September 7, 2010

How to protect Horde Webmail (Plesk) against brute force attacks

This article outlines the process of configuring Fail2Ban to secure a Horde Webmail, running on a Plesk server, against brute force attacks.

Prerequisite: This article expects that you have already completed the installation of Fail2Ban as outlined here.

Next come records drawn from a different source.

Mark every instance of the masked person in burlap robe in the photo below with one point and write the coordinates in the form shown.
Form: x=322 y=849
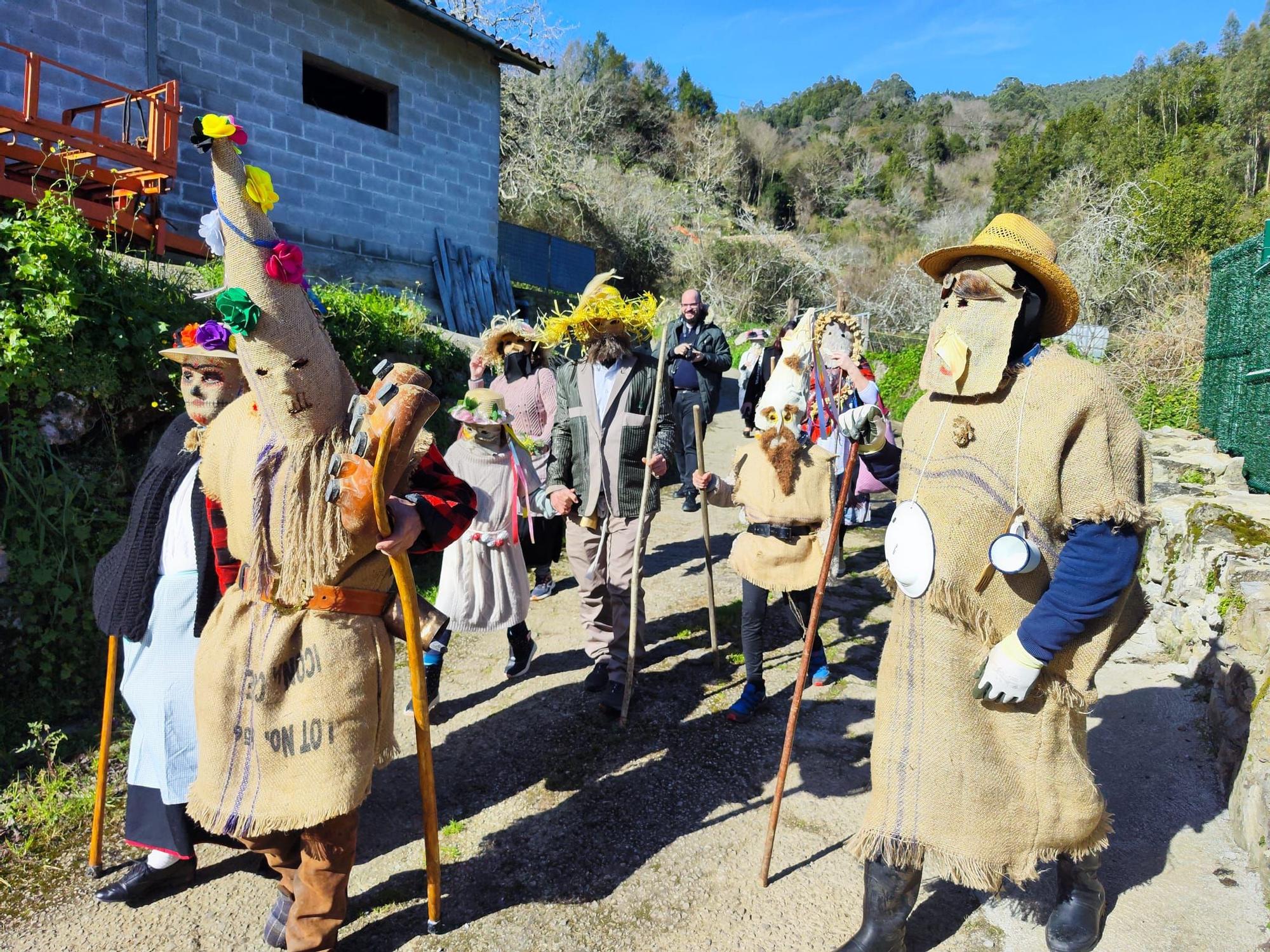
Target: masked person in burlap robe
x=294 y=677
x=156 y=590
x=980 y=765
x=784 y=487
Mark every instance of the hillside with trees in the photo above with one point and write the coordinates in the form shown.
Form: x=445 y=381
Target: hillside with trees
x=1140 y=177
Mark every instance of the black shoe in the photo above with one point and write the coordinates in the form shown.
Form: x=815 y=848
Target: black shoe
x=142 y=880
x=276 y=923
x=596 y=678
x=520 y=653
x=890 y=898
x=612 y=701
x=1076 y=923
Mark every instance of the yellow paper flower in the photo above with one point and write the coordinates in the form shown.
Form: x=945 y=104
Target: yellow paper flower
x=260 y=188
x=219 y=126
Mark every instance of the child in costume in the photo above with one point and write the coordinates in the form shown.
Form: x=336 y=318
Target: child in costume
x=156 y=591
x=784 y=486
x=1013 y=553
x=528 y=385
x=485 y=585
x=294 y=677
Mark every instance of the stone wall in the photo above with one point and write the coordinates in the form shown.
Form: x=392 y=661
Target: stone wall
x=1207 y=571
x=363 y=201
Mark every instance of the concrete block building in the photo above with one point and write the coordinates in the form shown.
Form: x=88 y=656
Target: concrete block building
x=379 y=120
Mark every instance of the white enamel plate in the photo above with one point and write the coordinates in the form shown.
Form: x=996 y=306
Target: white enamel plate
x=910 y=548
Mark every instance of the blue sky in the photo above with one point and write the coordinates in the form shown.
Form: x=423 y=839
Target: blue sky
x=747 y=51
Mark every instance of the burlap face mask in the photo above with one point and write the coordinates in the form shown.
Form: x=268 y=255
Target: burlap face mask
x=209 y=385
x=968 y=346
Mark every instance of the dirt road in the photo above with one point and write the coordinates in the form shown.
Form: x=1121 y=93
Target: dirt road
x=571 y=835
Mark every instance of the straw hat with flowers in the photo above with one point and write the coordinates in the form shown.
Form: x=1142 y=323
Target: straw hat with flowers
x=1017 y=241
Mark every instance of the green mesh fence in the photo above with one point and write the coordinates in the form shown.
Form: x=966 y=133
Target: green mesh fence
x=1235 y=390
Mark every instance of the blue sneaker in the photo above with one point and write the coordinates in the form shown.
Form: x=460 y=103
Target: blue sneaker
x=751 y=701
x=820 y=666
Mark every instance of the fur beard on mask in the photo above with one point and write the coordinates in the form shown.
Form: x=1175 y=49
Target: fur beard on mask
x=782 y=447
x=608 y=348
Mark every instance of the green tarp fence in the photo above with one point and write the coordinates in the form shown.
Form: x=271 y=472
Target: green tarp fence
x=1235 y=390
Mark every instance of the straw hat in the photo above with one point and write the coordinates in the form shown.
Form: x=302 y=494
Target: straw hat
x=482 y=407
x=1023 y=244
x=501 y=331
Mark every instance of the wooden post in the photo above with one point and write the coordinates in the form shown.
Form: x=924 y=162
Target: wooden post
x=705 y=534
x=104 y=758
x=639 y=531
x=410 y=596
x=813 y=623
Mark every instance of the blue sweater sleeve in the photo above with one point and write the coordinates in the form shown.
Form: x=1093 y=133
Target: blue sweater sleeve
x=1094 y=569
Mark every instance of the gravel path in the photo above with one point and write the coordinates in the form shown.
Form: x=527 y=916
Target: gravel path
x=572 y=835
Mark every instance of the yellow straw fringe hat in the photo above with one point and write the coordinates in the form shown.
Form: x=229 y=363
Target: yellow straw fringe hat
x=1017 y=241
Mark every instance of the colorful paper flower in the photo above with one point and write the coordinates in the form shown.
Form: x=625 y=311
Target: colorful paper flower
x=224 y=128
x=260 y=188
x=286 y=263
x=214 y=336
x=210 y=230
x=239 y=312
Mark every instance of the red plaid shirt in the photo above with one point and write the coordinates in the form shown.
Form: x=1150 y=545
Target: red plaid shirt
x=446 y=508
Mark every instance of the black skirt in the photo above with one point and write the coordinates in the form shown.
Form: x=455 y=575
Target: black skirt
x=547 y=545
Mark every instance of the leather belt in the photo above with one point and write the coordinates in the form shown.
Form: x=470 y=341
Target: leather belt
x=785 y=534
x=335 y=598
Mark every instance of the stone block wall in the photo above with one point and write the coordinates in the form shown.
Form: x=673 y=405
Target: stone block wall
x=363 y=201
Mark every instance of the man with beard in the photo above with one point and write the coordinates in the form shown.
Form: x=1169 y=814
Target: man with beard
x=1013 y=554
x=596 y=472
x=156 y=591
x=784 y=488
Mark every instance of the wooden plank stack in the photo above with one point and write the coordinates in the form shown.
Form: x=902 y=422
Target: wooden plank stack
x=473 y=289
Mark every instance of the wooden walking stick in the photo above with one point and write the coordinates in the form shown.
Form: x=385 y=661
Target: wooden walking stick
x=705 y=534
x=410 y=596
x=639 y=531
x=808 y=640
x=104 y=758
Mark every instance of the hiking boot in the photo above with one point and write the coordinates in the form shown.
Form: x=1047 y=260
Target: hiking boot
x=143 y=880
x=890 y=898
x=752 y=700
x=276 y=923
x=1076 y=923
x=820 y=668
x=520 y=652
x=596 y=678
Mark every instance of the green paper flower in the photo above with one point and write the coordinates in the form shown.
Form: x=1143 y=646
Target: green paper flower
x=239 y=312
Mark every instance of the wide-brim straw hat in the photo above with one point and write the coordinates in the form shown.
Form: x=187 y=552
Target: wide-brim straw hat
x=1017 y=241
x=482 y=407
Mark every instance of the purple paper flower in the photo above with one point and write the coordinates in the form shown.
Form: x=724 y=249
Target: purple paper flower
x=213 y=336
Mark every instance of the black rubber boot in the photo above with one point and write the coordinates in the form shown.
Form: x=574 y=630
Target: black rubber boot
x=1076 y=923
x=891 y=896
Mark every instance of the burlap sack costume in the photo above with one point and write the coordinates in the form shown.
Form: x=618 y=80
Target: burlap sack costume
x=294 y=704
x=977 y=790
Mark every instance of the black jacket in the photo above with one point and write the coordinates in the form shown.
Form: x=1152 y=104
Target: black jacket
x=711 y=369
x=124 y=585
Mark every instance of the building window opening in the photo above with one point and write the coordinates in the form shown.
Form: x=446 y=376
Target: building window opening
x=354 y=96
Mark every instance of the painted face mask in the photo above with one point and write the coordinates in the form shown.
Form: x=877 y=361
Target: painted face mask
x=968 y=346
x=209 y=385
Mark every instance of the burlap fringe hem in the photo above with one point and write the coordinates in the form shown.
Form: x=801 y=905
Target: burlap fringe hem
x=967 y=871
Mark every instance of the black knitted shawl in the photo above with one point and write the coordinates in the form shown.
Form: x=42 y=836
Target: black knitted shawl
x=124 y=585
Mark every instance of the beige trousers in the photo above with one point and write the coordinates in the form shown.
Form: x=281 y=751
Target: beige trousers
x=605 y=595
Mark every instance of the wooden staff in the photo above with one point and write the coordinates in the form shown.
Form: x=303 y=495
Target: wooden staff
x=639 y=531
x=705 y=532
x=410 y=596
x=104 y=758
x=812 y=624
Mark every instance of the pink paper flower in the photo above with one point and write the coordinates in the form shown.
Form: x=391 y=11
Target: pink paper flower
x=286 y=263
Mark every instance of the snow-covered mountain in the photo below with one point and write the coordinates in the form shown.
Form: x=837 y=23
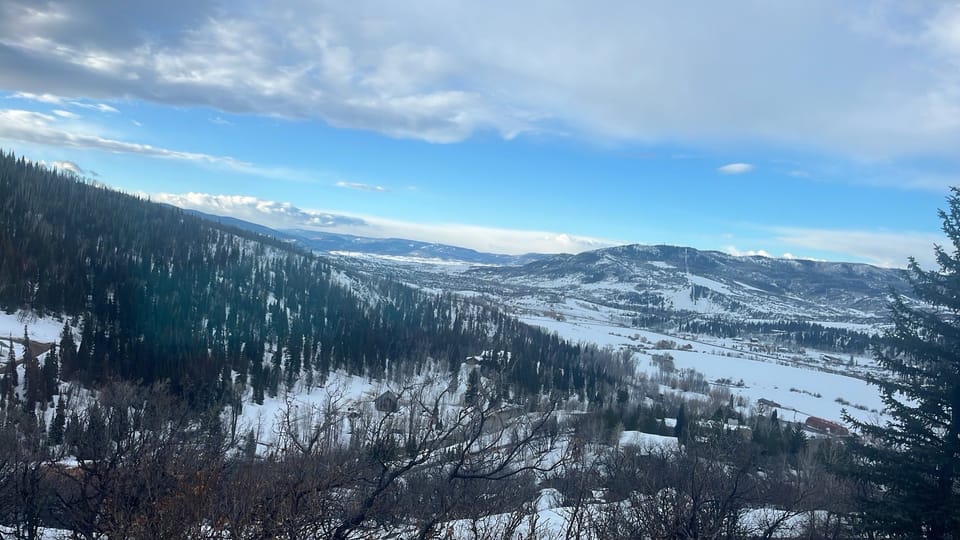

Once you have completed the installation of Fail2Ban –

1. Copy the Courier IMAP filter to a new filter for Horde:

# cp /etc/fail2ban/filter.d/courierlogin.conf /etc/fail2ban/filter.d/hordelogin.conf

2. Edit the contents of /etc/fail2ban/filter.d/hordelogin.conf

# nano -w /etc/fail2ban/filter.d/hordelogin.conf

The file should read:

[Definition]

failregex = FAILED LOGIN for *.* \[< HOST >\] .*$

ignoreregex =

3. Edit the Fail2Ban jail file:

# nano -w /etc/fail2ban/jail.conf

4. At the end of the file add:

[horde-iptables]
enabled = true
filter = hordelogin
action = iptables-multiport[name=HORDE, port="80,443,143"]
sendmail-whois[name=HORDE, [email protected], sender=f2b@your-server]
logpath = /var/log/psa-horde/psa-horde.log
maxretry = 3
bantime = 300

Make sure you change the dest= to your email address and sender to your servers name. You can also change the max retry (number of login times before banning) and the ban time (in seconds) to suit your requirements.

5. When you have completed the above changes, re-start Fail2Ban:

# /etc/init.d/fail2ban restart

6. Check to make sure that the new Horde filter has been includes in iptables:

# iptables -L -v | grep HORDE
58 16960 fail2ban-HORDE tcp -- any any anywhere anywhere multiport dports http,https,imap
Chain fail2ban-HORDE (1 references)

7. With this configuration in place, if a user logins to Horde more than 3 times incorrectly their IP address will automatically be blocked from access HTTP, HTTPS and IMAP ports on the server.